Data Analysis in R

Summarizing Categorical Variables

8.3 Summarizing Categorical Variables

30-45 minutes Applied Step 3 of 13

Reading 1

8.3 Summarizing Categorical Variables

3 / 13

Categorical variables describe membership in groups. Examples include site, sex, treatment arm, diagnosis category, visit status, adverse event severity, outcome status, and consent status. The most common summaries are counts and percentages. Although these summaries appear simple, they require careful attention to denominators, missing values, and expected categories. The simplest categorical summary uses `count()`: ```r prepared_data |> count(site) ``` This returns the number of records by site. To sort from highest to lowest: ```r prepared_data |> count(site, sort = TRUE) ``` To add percentages: ```r site_summary <- prepared_data |> count(site, name = "n") |> mutate( percent = 100 * n / sum(n) ) site_summary ``` This summary uses the total number of non-excluded rows as the denominator. That may be appropriate for enrollment by site. It may not be appropriate for variables with missing values if the report needs percentages among non-missing observations. The denominator should be stated. The `janitor` package provides `tabyl()`, which is convenient for quick frequency tables: ```r prepared_data |> tabyl(sex_label) ``` `tabyl()` returns counts and proportions. It can be useful during exploration, but for formal reporting the data manager may still prefer to build tables explicitly so that denominator rules and formatting are controlled. Missing values in categorical variables deserve special care: ```r prepared_data |> count(outcome_status, .drop = FALSE) ``` If missing values are represented as `NA`, they may appear as a separate row. The team should decide whether missing values are included in the denominator. For a data management report, missing values are often important and should be shown. For a baseline table, missing values may be shown separately or described in footnotes. For a primary analysis, missing data handling should follow the statistical analysis plan. The following code creates a categorical summary that explicitly includes missing values: ```r outcome_summary <- prepared_data |> mutate( outcome_status_display = replace_na(outcome_status, "Missing") ) |> count(outcome_status_display, name = "n") |> mutate( percent = round(100 * n / sum(n), 1) ) outcome_summary ``` This approach is useful for operational summaries because it makes missingness visible. The label `Missing` is a display label created for reporting; it should not be confused with an actual observed outcome category.

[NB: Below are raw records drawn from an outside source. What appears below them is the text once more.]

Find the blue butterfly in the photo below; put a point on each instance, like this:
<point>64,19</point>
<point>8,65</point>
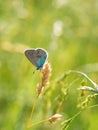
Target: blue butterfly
<point>36,56</point>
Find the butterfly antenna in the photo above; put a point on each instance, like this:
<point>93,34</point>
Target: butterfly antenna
<point>34,71</point>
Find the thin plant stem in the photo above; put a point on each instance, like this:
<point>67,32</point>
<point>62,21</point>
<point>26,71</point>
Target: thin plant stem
<point>33,107</point>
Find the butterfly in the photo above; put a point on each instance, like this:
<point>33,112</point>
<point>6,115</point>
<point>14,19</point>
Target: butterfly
<point>36,56</point>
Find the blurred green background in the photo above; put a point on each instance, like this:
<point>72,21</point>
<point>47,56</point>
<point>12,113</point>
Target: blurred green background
<point>68,30</point>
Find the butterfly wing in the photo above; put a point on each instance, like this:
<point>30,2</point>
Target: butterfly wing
<point>36,56</point>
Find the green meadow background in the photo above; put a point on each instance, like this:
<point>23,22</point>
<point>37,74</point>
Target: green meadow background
<point>68,30</point>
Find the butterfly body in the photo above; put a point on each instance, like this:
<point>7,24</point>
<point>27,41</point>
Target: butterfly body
<point>36,56</point>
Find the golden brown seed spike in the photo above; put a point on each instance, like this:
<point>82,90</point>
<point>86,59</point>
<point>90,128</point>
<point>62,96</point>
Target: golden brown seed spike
<point>55,118</point>
<point>45,76</point>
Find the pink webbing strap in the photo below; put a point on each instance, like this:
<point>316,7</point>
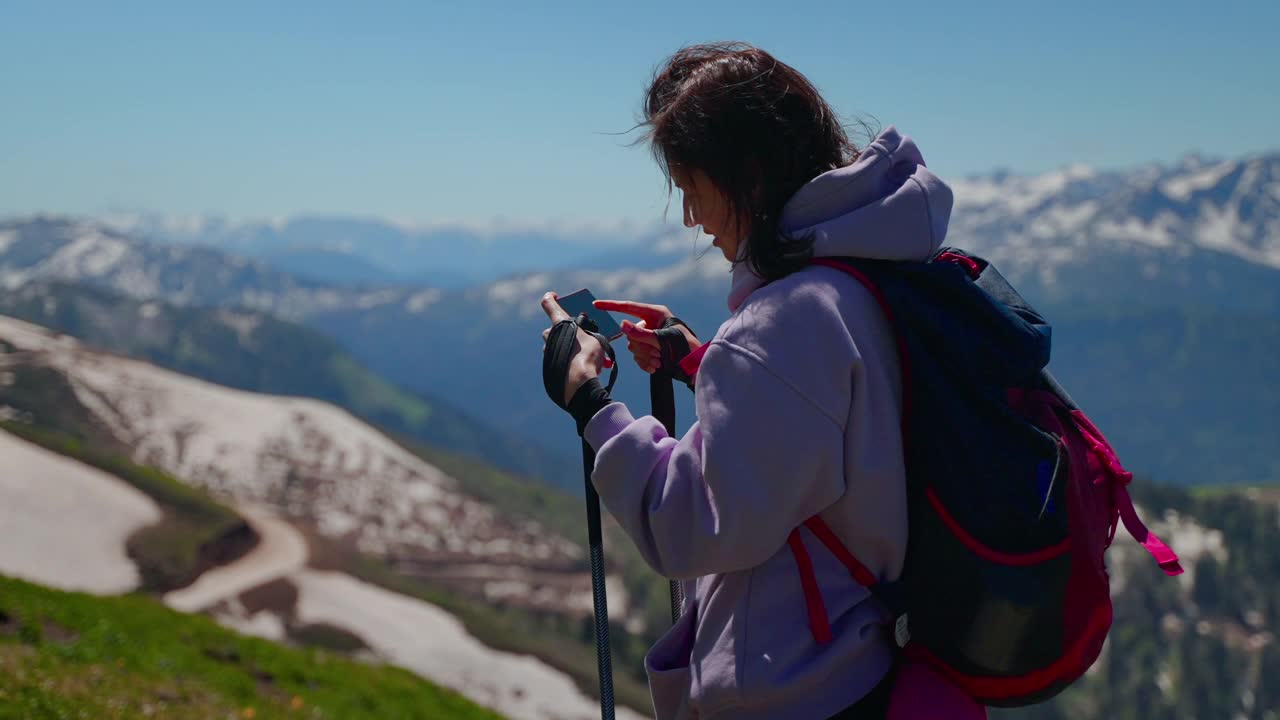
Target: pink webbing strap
<point>818,623</point>
<point>1164,555</point>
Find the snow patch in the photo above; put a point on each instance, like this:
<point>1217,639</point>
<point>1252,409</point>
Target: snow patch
<point>65,523</point>
<point>423,300</point>
<point>438,647</point>
<point>1183,187</point>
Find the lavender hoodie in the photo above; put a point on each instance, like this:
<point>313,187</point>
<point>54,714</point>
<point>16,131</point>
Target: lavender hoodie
<point>799,401</point>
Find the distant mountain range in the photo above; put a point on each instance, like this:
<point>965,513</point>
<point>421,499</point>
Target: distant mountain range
<point>1164,286</point>
<point>352,251</point>
<point>255,351</point>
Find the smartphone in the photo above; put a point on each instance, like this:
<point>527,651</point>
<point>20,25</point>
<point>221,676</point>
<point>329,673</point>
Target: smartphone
<point>581,301</point>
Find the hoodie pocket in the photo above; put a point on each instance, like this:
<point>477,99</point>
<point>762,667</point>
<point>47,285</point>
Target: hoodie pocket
<point>667,666</point>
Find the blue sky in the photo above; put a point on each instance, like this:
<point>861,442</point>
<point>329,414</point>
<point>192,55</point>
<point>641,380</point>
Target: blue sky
<point>475,110</point>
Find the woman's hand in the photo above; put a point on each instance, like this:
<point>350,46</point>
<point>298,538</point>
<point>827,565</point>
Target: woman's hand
<point>588,358</point>
<point>641,338</point>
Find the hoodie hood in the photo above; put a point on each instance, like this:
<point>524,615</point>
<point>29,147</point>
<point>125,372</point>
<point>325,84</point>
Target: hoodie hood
<point>886,205</point>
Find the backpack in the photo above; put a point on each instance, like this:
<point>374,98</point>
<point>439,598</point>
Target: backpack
<point>1013,493</point>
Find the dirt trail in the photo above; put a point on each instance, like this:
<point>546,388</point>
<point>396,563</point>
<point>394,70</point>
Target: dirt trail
<point>280,551</point>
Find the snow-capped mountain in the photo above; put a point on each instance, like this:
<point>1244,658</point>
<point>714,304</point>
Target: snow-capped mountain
<point>1207,228</point>
<point>310,461</point>
<point>353,251</point>
<point>1089,249</point>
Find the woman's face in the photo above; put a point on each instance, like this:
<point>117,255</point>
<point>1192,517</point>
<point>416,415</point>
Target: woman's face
<point>707,206</point>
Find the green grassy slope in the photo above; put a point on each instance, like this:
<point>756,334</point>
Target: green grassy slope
<point>72,655</point>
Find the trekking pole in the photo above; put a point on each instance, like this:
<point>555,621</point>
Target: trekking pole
<point>595,545</point>
<point>662,401</point>
<point>560,349</point>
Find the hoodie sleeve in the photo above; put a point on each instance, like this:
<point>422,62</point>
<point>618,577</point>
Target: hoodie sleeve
<point>760,459</point>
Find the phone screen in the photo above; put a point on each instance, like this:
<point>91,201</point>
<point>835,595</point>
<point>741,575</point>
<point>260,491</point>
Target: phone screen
<point>581,301</point>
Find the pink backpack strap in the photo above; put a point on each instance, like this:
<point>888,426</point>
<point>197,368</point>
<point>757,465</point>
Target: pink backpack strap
<point>1164,555</point>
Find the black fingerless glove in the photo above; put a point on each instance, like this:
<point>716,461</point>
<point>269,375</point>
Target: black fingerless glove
<point>675,346</point>
<point>561,346</point>
<point>586,402</point>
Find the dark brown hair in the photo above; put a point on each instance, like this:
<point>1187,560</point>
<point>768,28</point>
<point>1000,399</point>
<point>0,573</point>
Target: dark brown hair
<point>757,127</point>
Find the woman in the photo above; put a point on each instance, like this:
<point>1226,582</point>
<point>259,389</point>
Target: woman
<point>798,395</point>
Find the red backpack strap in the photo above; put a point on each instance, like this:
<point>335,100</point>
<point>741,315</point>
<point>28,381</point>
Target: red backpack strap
<point>818,623</point>
<point>690,363</point>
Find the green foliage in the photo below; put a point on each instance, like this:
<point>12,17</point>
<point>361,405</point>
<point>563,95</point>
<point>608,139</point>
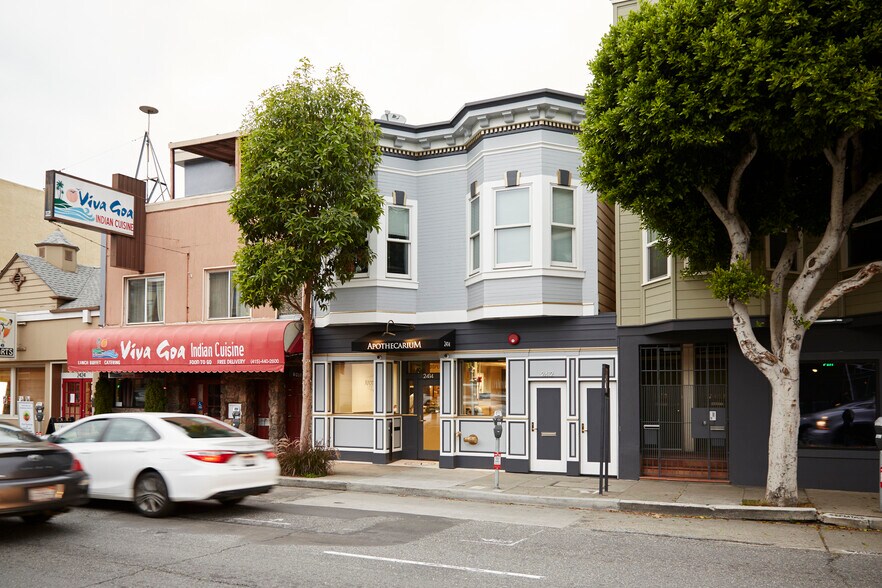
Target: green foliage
<point>737,282</point>
<point>680,87</point>
<point>102,401</point>
<point>307,462</point>
<point>306,199</point>
<point>154,396</point>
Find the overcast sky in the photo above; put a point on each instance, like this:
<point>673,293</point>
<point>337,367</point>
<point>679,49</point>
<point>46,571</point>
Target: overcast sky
<point>74,72</point>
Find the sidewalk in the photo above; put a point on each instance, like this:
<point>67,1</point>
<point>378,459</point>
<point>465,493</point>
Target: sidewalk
<point>859,510</point>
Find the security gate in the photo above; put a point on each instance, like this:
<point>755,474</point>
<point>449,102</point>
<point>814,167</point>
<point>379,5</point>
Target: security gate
<point>683,412</point>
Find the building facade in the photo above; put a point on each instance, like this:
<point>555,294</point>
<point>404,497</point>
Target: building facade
<point>491,291</point>
<point>44,298</point>
<point>172,310</point>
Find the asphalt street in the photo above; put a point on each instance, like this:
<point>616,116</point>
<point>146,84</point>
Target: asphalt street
<point>305,537</point>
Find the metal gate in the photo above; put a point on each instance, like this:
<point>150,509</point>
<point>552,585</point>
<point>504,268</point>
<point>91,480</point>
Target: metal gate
<point>683,412</point>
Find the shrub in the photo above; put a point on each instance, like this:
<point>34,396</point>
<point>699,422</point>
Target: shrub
<point>154,397</point>
<point>307,462</point>
<point>103,401</point>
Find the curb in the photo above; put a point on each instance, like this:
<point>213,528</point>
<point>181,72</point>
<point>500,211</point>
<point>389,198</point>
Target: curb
<point>731,512</point>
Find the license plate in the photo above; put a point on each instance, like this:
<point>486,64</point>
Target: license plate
<point>41,494</point>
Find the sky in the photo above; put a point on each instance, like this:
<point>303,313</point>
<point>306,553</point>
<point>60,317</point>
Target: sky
<point>73,73</point>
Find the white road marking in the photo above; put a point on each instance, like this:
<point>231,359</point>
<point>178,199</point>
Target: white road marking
<point>434,565</point>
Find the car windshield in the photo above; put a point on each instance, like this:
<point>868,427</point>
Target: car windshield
<point>201,428</point>
<point>10,434</point>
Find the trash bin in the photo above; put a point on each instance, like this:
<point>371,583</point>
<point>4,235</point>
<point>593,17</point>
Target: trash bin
<point>878,426</point>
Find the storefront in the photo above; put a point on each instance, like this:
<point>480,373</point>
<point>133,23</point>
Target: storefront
<point>206,369</point>
<point>430,393</point>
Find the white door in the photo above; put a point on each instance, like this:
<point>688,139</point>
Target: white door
<point>589,438</point>
<point>547,428</point>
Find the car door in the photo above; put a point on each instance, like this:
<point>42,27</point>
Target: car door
<point>126,448</point>
<point>82,439</point>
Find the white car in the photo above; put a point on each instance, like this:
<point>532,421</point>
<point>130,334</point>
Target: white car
<point>156,459</point>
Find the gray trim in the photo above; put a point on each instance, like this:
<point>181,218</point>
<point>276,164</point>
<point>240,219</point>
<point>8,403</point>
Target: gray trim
<point>517,387</point>
<point>576,99</point>
<point>379,391</point>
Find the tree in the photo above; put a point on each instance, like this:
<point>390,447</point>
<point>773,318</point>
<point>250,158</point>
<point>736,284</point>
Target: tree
<point>306,200</point>
<point>719,122</point>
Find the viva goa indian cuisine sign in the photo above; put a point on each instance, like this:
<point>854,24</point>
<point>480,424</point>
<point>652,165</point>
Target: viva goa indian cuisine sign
<point>187,348</point>
<point>78,202</point>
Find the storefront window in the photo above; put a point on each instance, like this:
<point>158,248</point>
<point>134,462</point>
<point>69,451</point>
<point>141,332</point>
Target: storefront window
<point>482,387</point>
<point>6,404</point>
<point>130,393</point>
<point>838,404</point>
<point>354,388</point>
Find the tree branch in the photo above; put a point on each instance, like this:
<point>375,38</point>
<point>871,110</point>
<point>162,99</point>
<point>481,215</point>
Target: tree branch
<point>864,275</point>
<point>776,294</point>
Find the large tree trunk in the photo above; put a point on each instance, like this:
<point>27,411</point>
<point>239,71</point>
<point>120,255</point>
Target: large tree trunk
<point>781,482</point>
<point>306,413</point>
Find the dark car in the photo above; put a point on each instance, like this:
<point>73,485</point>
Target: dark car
<point>38,479</point>
<point>845,424</point>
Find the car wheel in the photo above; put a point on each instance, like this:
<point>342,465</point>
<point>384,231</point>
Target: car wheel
<point>151,496</point>
<point>37,517</point>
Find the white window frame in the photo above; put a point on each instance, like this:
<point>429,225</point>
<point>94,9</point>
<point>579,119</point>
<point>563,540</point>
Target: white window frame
<point>230,286</point>
<point>474,247</point>
<point>574,249</point>
<point>647,245</point>
<point>145,279</point>
<point>409,242</point>
<point>845,252</point>
<point>528,225</point>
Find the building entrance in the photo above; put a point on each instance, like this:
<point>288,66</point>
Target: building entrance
<point>423,410</point>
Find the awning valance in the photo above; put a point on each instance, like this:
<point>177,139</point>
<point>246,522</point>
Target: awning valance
<point>257,346</point>
<point>403,340</point>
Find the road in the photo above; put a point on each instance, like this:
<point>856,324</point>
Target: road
<point>298,537</point>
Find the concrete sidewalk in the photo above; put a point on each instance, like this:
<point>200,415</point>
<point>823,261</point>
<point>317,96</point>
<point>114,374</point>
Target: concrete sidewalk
<point>680,498</point>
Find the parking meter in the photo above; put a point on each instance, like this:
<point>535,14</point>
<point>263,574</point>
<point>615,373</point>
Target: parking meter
<point>497,455</point>
<point>39,410</point>
<point>878,427</point>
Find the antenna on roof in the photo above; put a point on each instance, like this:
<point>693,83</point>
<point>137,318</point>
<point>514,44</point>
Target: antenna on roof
<point>158,178</point>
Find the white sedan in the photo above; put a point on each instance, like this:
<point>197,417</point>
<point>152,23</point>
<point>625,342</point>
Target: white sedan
<point>157,459</point>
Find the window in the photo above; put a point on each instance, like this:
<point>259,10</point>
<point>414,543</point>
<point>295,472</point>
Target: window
<point>513,227</point>
<point>223,296</point>
<point>837,403</point>
<point>398,241</point>
<point>563,225</point>
<point>655,261</point>
<point>146,300</point>
<point>864,244</point>
<point>354,387</point>
<point>482,387</point>
<point>475,234</point>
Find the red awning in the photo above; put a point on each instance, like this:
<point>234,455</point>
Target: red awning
<point>258,346</point>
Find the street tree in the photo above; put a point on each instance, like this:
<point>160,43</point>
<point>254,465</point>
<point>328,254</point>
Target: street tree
<point>719,122</point>
<point>306,199</point>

Categorical summary question	Example variable	Suitable output
How many participants are enrolled by site?	`site`	Count and percent of participants
Are treatment arms balanced?	`treatment_arm`	Count and percent by arm
What is the distribution of sex?	`sex_label`	Count and percent, missing shown
How many participants completed day 28?	`day28_status`	Count and percent by completion status
How many adverse events were severe?	`ae_severity`	Count by severity and possibly by participant

Categorical summaries should be reviewed for both content and plausibility. A site with zero enrolled participants may be correct if it has not opened recruitment. A treatment arm with no participants may indicate that randomization data were not imported. A category labeled `Unknown` may be legitimate if the CRF allows it, but it should be distinguished from missing data.